Gönderen: 30 kasim 2019 Saat 00:16 | Kayıtlı IP
|
|
|
İnsan yaşadığı hayatı gözlemleyip konum almasını bilebilen bir varlıktır. Yaradılışta bu meziyetler,bu melekeler kendisine kodlanmıştır.Tabir yerindeyse insan eksiksiz tastamam yaratılmıştır.(Mükemmel bir biçimde var ediliş.)

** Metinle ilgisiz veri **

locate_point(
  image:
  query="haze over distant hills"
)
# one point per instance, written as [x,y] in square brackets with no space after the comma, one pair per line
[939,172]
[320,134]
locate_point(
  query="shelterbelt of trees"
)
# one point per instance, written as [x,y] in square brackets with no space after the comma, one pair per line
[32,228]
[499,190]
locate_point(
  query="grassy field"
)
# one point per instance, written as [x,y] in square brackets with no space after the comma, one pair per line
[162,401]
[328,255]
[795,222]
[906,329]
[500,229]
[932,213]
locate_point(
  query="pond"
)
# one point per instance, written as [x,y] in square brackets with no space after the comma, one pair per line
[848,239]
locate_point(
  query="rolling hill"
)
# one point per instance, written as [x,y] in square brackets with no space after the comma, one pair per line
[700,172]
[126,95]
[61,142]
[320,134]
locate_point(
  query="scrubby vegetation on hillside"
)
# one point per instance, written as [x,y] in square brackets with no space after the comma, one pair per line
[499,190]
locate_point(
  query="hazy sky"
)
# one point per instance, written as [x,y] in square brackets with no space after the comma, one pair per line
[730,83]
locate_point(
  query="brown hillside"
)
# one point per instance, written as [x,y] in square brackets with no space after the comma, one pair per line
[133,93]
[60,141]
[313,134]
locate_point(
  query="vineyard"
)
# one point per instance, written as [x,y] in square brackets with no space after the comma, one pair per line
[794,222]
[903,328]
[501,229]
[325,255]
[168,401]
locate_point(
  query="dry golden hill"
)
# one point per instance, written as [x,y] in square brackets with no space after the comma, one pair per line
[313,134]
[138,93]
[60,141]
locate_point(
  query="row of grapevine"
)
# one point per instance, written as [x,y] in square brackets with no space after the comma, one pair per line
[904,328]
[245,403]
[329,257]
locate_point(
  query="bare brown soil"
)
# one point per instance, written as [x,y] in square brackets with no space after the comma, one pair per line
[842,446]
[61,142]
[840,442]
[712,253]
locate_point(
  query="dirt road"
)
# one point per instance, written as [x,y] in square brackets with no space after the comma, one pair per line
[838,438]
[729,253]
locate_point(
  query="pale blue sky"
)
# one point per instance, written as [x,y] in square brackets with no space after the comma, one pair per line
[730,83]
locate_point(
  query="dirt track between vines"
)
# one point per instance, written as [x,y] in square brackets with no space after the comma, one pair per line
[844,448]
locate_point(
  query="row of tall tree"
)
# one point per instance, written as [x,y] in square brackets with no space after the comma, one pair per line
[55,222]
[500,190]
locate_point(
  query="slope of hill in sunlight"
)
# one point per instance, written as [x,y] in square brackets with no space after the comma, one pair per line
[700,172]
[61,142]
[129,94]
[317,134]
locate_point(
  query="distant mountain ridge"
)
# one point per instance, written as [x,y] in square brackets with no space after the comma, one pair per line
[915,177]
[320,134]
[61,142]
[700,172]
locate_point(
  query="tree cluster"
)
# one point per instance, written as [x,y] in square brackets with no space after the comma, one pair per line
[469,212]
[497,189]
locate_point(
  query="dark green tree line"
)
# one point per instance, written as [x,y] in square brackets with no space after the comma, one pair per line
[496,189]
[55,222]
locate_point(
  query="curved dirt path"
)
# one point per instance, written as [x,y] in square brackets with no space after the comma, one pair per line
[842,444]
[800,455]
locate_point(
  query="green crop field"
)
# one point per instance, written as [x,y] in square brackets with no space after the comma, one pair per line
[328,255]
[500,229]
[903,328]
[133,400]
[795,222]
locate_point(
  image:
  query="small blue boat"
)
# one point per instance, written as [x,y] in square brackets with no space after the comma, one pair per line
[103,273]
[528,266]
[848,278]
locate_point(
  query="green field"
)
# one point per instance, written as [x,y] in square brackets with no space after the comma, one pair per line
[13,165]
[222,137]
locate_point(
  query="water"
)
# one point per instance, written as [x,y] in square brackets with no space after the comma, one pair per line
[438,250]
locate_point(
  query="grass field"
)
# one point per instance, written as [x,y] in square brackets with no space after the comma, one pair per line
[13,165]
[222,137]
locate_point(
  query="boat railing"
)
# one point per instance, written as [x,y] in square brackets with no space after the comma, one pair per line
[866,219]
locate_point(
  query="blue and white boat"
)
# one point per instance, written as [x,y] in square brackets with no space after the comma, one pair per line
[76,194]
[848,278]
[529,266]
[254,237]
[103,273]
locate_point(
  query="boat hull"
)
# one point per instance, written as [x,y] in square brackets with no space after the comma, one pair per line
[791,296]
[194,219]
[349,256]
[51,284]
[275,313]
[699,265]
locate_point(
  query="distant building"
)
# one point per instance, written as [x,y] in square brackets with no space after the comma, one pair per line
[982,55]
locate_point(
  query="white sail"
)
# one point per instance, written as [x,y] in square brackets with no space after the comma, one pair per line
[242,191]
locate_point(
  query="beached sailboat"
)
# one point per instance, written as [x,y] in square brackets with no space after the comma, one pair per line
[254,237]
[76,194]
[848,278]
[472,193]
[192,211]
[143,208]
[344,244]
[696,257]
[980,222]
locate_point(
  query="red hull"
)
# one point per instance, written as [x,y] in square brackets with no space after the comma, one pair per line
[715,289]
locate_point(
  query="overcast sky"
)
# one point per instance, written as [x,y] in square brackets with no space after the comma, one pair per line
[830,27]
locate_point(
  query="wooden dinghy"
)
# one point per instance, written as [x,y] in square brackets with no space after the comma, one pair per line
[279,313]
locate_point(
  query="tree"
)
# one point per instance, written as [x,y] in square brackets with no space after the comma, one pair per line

Yaşadığı hayatı rasad edip, o hayat ile bütünleşebilen ve evrende var edilenlerle sağladığı iletişim sonucu O'nun mimiklerine dokunan, O'nun sesini duyan,O'nunla bir ateşin yanından yada bir ağacın ardından konuşabilen bir insan var yaşam sahnesinde. İşte böyle bir insanın evrensel okumaları kendi diliyle kelamlaşıyor. Evreni var eden Güç yine var ettiği evren üzerinden sesleniyor insana.O'nun hitabı evrenle beraber hep var. Ve var olmaya da devam edecek. Çünkü var olmasının bir zarureti yaratmak yada bir başka ifadeyle yaratmak O’nun kaderi, yarattığı sahne de ki argümanlarla insana seslenir O.
İnsan, yaşadığı evrende gördükleri, gözlemledikleri varlıklara,cisimlere,maddeye birer isim verir.(kendisine öğretilen esmanın karşılığı olarak) Esmalar, kullanım alanlarına göre farklı farklıdır.Farklı renklerle sunulur insanlığa. İnsan, gözlemlediği hayatın karşılıklarını anlaşılır bir lisan ile etrafındaki insanlara aktarır.(hitabet) İşte elçiler, bu meyanda yaşadıkları, gözlemledikleri,hayata karşılık gelen kelimeleri seçerler.Kelimeler elçilerin mimikleriyle,ses tonlarıyla,duygu ve hissiyatlarıyla,tebessümleriyle ve hatta hüzünleriyle renklenir.
Renkler, her elçide farklı farklı tonlarda zuhur eder.Her aşçının aynı yemeği aynı lezzette yapamıyor oluşu gibi her elçinin de hitabetinde kullandığı renkler farklı farklı tonlarla bezelidir. Tual aynı olsa da tuale konu olan resim farklı, atılan fırçanın bıraktığı iz apayrıdır.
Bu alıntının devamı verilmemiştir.